顔を伏せてぴくりとも動かない総助が、聖璃架はまた怖くて。
「……あの、大丈夫ですか」
聖璃架が尋ねたのと、総助が腰の刀の柄に手を掛けたのは同時だった。
総助のさら、とした前髪の合間から冷えた目が覗いた瞬間――聖璃架の腹部が裂けて、血飛沫が舞った。
「――ッ……」
聖璃架の表情が歪んで、両手で腹を押さえてよろめく。
止め処なく溢れてくる血のぬる、とした感触が腹部に広がって、手では押さえきれない。
強烈な激痛に呼吸が乱れて、立っているのがやっと。だがそれも長くは続かない。もう無理そうだ。
総助は刀を一振りして血を払うと、静かに鞘に収めた。
「あーあ。君だけは斬りたくなかったのに、君が悪いんだよ」
と言う総助の表情は笑顔に戻っていたが、恐ろしかった。
雲が流れて月が出て、浜辺を差す月明かりの下、聖璃架は力なく倒れ込んだ。
――――聖璃架。
ずっと頭にあるのは、それだけだ。
あの娘、いつの間に俺を支配しやがった。
あれからも苛立ちは治まらねェ。寧ろ強くなりやがった。腹の底で滾るこれはなんなんだ。この島に来たせいでいかれちまったのか。――それかあの娘が俺に何かしやがったのか。

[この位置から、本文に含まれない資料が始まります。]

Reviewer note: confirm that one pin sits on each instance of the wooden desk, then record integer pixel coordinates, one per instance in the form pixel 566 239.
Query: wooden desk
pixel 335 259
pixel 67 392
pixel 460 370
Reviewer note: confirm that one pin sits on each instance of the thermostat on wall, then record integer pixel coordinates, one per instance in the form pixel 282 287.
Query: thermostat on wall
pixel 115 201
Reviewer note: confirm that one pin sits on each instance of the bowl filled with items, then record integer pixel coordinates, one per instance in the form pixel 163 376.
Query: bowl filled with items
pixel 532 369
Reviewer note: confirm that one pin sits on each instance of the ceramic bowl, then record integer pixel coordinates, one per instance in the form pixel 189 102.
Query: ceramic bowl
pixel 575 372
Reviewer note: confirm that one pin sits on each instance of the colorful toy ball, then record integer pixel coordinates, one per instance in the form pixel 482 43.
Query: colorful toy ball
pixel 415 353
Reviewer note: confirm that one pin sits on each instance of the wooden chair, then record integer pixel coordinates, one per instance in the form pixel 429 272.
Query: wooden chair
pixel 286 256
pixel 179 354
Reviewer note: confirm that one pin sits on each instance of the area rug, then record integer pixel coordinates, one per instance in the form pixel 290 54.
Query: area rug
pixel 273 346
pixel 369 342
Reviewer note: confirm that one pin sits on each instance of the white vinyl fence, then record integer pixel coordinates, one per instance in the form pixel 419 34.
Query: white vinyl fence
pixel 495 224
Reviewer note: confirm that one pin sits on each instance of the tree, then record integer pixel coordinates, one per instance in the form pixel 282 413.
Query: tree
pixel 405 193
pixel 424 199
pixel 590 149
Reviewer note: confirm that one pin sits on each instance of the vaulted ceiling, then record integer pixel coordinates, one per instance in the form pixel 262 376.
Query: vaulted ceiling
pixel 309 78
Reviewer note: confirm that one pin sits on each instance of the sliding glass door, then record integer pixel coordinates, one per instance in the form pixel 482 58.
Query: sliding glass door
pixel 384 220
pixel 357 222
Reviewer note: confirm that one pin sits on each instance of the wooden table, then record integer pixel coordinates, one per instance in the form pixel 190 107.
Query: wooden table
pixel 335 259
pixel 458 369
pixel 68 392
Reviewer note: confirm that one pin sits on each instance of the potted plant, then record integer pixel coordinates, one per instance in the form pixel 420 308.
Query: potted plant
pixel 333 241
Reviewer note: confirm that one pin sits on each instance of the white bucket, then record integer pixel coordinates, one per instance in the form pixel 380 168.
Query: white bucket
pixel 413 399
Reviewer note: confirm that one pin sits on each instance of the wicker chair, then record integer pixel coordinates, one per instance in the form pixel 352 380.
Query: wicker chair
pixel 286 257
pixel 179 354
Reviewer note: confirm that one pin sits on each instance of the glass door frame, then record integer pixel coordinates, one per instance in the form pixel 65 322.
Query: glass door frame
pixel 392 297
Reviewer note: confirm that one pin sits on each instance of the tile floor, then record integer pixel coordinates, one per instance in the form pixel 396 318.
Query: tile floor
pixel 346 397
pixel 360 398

今頃総助と何をしているのか、そればかり考えてしまっている。
夜空を仰いで煙草の煙を吐いた歳朗は、気配を感じ取って振り向く。総助だった。
「――おまえ」
「フラれちゃいましたよ」
開口一番で総助に言われて歳朗は呆気に取られたが、思わず口元が緩んで煙草を落としてしまった。はっとして咳払いする。
「……そりゃ残念だったな」
「ええ、腹いせに斬りました」
「おい、笑えねェ冗談だ」
嘘のように苛立ちが治まった。何故だ。
そして今は、嬉しいと思っている。
特に気落ちした様子もなく自分を横切った総助からは、嗅いだ事もない匂いがした。